Even After Record Growth, Hedge Funds Don't Pose Risk, Group Says

Even as hedge fund assets grew at a record-breaking pace last quarter, no firm is so big that its failure would pose a threat to the financial system, a hedge fund trade group asserts.

The comment comes after two regulators -- the Securities and Exchange Commission and the Commodity Futures Trading Commission -- proposed new rules that would require advisers to hedge funds to regularly disclose financial information to a government watchdog. More than two years after the near-failure of widely interconnected financial firms prompted a taxpayer bailout, many of these firms are larger than ever.

But this danger doesn't apply to hedge funds, the trade group said.

"I don't believe there is a firm that would be systemically relevant today," Richard Baker, president of the hedge fund industry group Managed Funds Association, told the New York Times.

The issue of "systemic risk," the phenomenon of a firm's being so large or interconnected that its failure would take down the system, was graphically displayed in the fall of 2008, when the U.S. government gave the financial industry a more than $700 billion taxpayer rescue. While hedge funds were not direct recipients of the bailout, they remain a key component of the financial system, managing trillions in assets.

Baker defended the way hedge funds do business, saying transparency is already a central tenet.

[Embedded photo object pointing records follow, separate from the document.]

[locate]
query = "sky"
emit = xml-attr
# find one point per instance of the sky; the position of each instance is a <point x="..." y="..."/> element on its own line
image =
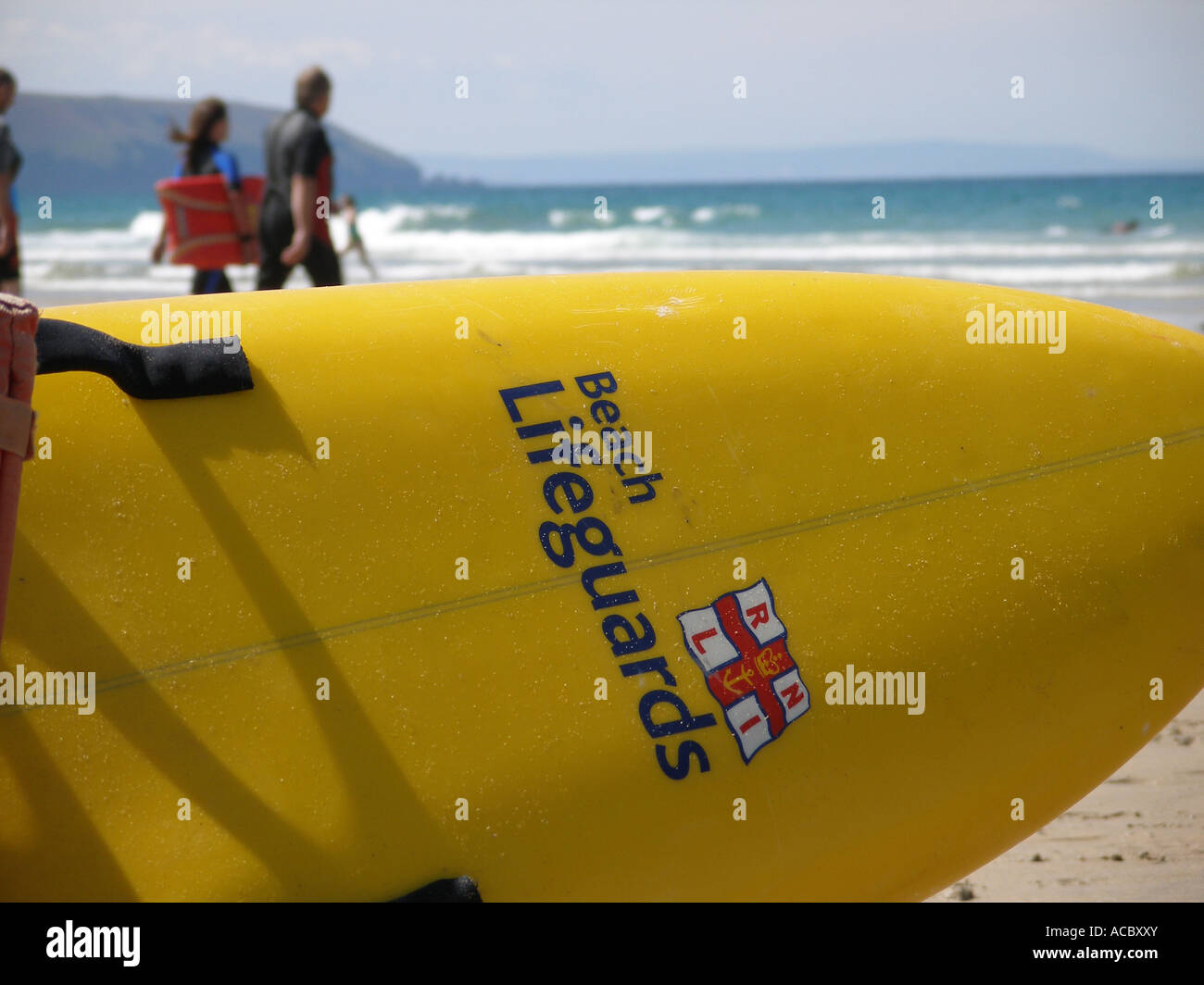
<point x="1124" y="77"/>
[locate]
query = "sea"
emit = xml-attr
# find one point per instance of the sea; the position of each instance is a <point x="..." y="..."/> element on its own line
<point x="1135" y="241"/>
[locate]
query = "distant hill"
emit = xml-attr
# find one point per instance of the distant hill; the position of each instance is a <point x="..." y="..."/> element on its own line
<point x="115" y="144"/>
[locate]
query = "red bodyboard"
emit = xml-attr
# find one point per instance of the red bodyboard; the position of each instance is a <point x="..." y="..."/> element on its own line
<point x="201" y="231"/>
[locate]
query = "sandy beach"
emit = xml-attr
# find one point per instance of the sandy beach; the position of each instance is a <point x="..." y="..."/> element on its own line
<point x="1138" y="837"/>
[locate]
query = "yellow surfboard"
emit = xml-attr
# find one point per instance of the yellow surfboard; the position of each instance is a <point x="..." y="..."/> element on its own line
<point x="638" y="587"/>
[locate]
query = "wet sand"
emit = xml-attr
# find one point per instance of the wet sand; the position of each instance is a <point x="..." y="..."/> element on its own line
<point x="1138" y="837"/>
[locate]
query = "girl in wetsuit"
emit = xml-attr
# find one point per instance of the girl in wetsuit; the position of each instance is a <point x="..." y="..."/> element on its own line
<point x="207" y="128"/>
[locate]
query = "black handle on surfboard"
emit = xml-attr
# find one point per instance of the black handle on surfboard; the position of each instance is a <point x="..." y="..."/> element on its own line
<point x="144" y="372"/>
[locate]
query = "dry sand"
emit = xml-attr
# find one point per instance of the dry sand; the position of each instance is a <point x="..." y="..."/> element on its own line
<point x="1136" y="837"/>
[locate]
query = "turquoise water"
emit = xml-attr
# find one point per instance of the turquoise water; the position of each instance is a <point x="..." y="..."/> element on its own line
<point x="1054" y="235"/>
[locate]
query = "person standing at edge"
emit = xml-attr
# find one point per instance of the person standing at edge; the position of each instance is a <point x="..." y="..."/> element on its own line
<point x="10" y="164"/>
<point x="207" y="128"/>
<point x="296" y="195"/>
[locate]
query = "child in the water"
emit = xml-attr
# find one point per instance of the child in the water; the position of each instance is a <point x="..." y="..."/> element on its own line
<point x="347" y="209"/>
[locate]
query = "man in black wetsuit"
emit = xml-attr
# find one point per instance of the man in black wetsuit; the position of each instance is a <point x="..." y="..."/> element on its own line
<point x="296" y="196"/>
<point x="10" y="164"/>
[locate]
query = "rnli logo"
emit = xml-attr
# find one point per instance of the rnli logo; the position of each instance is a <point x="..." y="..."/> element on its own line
<point x="741" y="645"/>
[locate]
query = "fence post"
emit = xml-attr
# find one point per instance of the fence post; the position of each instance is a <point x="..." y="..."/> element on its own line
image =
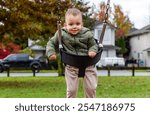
<point x="34" y="72"/>
<point x="133" y="70"/>
<point x="108" y="69"/>
<point x="7" y="70"/>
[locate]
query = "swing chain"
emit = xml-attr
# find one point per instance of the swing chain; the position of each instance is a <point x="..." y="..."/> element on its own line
<point x="104" y="23"/>
<point x="107" y="9"/>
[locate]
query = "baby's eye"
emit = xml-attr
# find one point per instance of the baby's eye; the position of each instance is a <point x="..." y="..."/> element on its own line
<point x="78" y="23"/>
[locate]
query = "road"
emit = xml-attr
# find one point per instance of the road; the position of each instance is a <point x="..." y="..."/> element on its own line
<point x="99" y="73"/>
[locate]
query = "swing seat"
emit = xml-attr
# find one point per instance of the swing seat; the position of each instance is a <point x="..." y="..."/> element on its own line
<point x="78" y="61"/>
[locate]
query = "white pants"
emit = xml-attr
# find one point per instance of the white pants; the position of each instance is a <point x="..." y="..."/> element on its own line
<point x="89" y="80"/>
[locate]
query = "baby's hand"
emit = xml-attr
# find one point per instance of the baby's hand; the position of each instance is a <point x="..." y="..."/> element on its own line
<point x="92" y="54"/>
<point x="52" y="57"/>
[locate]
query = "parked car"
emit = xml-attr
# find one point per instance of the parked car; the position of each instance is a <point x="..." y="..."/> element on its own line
<point x="19" y="61"/>
<point x="111" y="61"/>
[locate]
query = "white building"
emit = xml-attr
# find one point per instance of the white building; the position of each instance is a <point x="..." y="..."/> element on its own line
<point x="139" y="41"/>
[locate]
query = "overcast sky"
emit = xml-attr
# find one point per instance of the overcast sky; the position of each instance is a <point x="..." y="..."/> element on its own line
<point x="137" y="10"/>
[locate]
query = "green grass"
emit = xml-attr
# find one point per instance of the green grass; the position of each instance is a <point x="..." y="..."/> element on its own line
<point x="55" y="87"/>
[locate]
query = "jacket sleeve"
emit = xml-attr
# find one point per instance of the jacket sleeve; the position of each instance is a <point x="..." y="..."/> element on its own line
<point x="52" y="45"/>
<point x="92" y="45"/>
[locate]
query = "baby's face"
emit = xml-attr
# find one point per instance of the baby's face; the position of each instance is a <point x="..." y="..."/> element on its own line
<point x="73" y="24"/>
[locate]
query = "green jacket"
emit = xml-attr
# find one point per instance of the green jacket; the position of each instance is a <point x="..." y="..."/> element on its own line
<point x="79" y="44"/>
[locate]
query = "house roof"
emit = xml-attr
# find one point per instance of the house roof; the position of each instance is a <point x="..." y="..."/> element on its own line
<point x="108" y="23"/>
<point x="143" y="30"/>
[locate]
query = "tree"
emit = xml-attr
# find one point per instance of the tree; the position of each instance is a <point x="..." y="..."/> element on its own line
<point x="34" y="19"/>
<point x="120" y="21"/>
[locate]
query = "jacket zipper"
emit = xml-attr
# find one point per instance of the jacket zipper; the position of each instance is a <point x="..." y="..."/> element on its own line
<point x="75" y="46"/>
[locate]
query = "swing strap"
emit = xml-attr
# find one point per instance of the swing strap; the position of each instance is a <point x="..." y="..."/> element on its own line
<point x="80" y="62"/>
<point x="104" y="22"/>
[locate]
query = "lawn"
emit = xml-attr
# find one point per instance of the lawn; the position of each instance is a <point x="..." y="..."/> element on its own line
<point x="55" y="87"/>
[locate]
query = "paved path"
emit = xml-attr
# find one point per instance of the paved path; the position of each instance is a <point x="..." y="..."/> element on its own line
<point x="100" y="73"/>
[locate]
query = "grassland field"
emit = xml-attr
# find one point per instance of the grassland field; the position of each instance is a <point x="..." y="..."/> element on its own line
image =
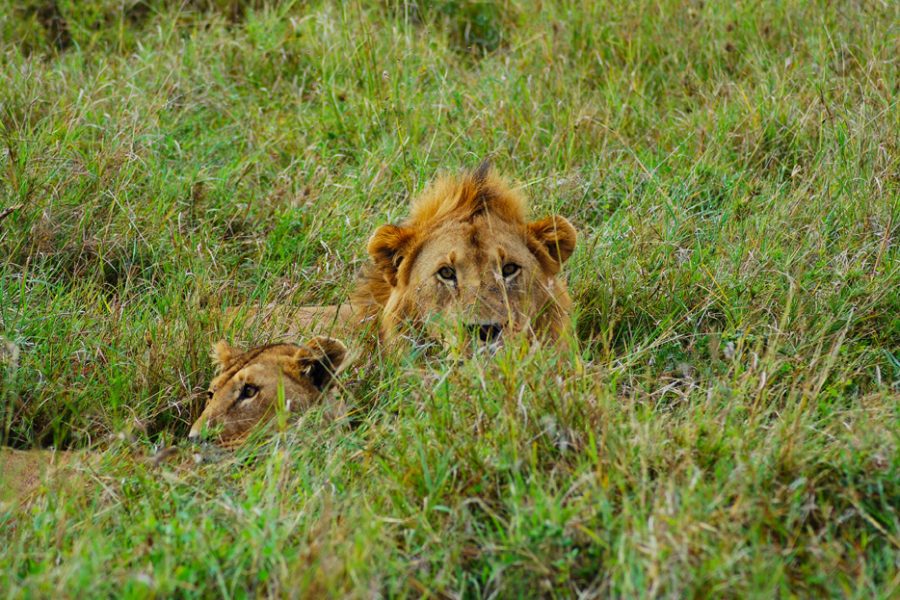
<point x="729" y="425"/>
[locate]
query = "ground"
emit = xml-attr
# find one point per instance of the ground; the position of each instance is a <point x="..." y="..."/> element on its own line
<point x="728" y="426"/>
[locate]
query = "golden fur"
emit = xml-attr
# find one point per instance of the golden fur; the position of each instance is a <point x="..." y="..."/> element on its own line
<point x="245" y="390"/>
<point x="468" y="260"/>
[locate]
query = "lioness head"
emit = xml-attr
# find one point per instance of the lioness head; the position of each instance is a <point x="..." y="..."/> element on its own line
<point x="246" y="387"/>
<point x="468" y="261"/>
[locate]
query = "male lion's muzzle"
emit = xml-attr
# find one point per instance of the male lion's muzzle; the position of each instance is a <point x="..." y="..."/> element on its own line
<point x="486" y="332"/>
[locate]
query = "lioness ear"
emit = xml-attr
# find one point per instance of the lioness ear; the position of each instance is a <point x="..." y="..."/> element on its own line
<point x="556" y="235"/>
<point x="387" y="248"/>
<point x="222" y="354"/>
<point x="319" y="359"/>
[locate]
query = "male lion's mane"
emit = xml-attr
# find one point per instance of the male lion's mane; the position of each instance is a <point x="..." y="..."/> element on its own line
<point x="450" y="197"/>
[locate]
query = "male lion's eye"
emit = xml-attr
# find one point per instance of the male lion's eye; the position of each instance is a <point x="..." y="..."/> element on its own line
<point x="447" y="273"/>
<point x="248" y="391"/>
<point x="510" y="269"/>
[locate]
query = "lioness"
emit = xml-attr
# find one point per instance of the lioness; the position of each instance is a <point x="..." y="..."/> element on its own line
<point x="246" y="387"/>
<point x="468" y="261"/>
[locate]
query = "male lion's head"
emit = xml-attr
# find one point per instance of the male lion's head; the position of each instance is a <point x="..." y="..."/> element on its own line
<point x="246" y="388"/>
<point x="467" y="261"/>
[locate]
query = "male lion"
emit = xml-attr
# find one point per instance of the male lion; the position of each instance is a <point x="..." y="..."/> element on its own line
<point x="246" y="388"/>
<point x="467" y="261"/>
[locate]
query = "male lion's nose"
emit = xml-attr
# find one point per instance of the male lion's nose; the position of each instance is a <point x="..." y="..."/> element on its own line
<point x="487" y="332"/>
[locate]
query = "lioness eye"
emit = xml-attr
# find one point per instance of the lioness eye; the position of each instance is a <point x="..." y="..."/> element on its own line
<point x="510" y="269"/>
<point x="447" y="273"/>
<point x="248" y="391"/>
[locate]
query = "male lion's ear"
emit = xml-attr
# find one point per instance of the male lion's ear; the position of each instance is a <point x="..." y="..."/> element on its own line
<point x="556" y="235"/>
<point x="387" y="248"/>
<point x="222" y="354"/>
<point x="319" y="359"/>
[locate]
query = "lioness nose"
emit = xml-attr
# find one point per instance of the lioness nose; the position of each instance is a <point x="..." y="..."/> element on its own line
<point x="487" y="332"/>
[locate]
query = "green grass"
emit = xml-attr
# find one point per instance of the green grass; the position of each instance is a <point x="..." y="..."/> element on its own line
<point x="730" y="428"/>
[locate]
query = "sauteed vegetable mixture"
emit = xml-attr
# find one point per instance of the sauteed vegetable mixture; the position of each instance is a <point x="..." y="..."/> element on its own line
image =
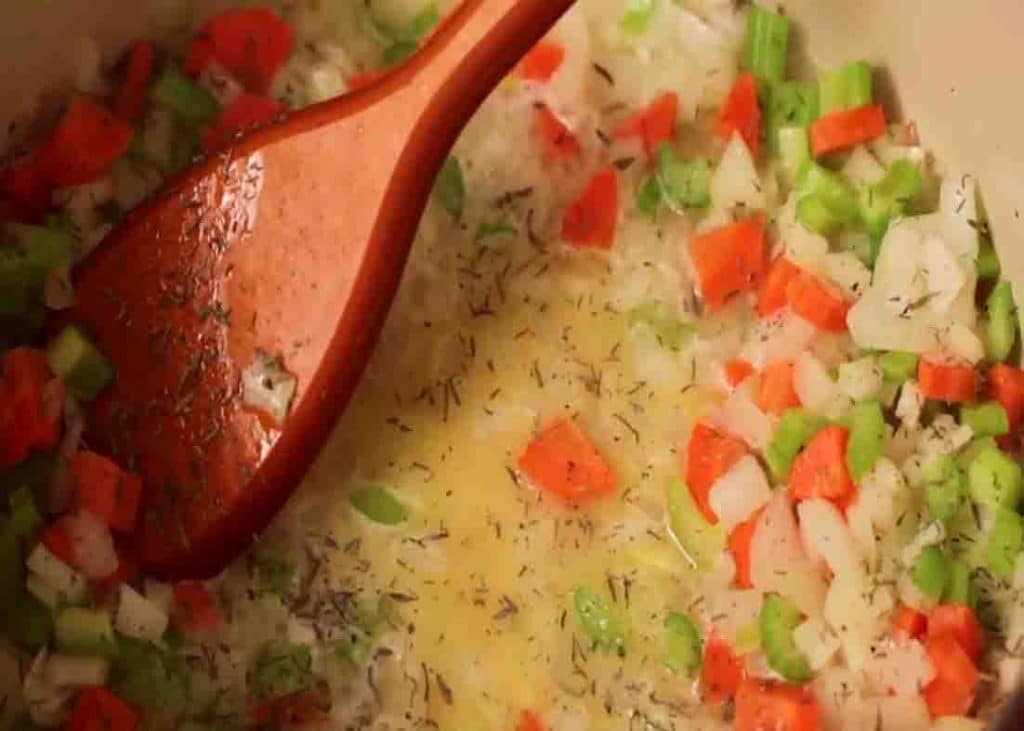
<point x="697" y="407"/>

"Hedge funds are the last corner of financial free market enterprise," he said, according to the NYT.

Even in the wake of the financial crisis, hedge fund growth has broken records. In the fourth quarter of last year, hedge fund assets grew by a record $149 billion, Reuters reported this month. The global industry now manages more than $1.9 trillion.

John Paulson, the hedge fund manager who made billions betting against the housing market, reportedly earned roughly $5 billion last year, logging not only a personal best but also a record for the industry. His firm, Paulson & Co., manages $35.9 billion in assets, according to Bloomberg News.

A decade before the government bailout of the financial system, Wall Street banks pooled their resources to bail out Long-Term Capital Management, a fund on the verge of failure. If the firm had gone under, banks would have been exposed to "tremendous -- and untenable -- risks," writes Roger Lowenstein in the book When Genius Failed. "Undoubtedly, there would be a frenzy, as every bank rushed to escape its now one-sided obligations."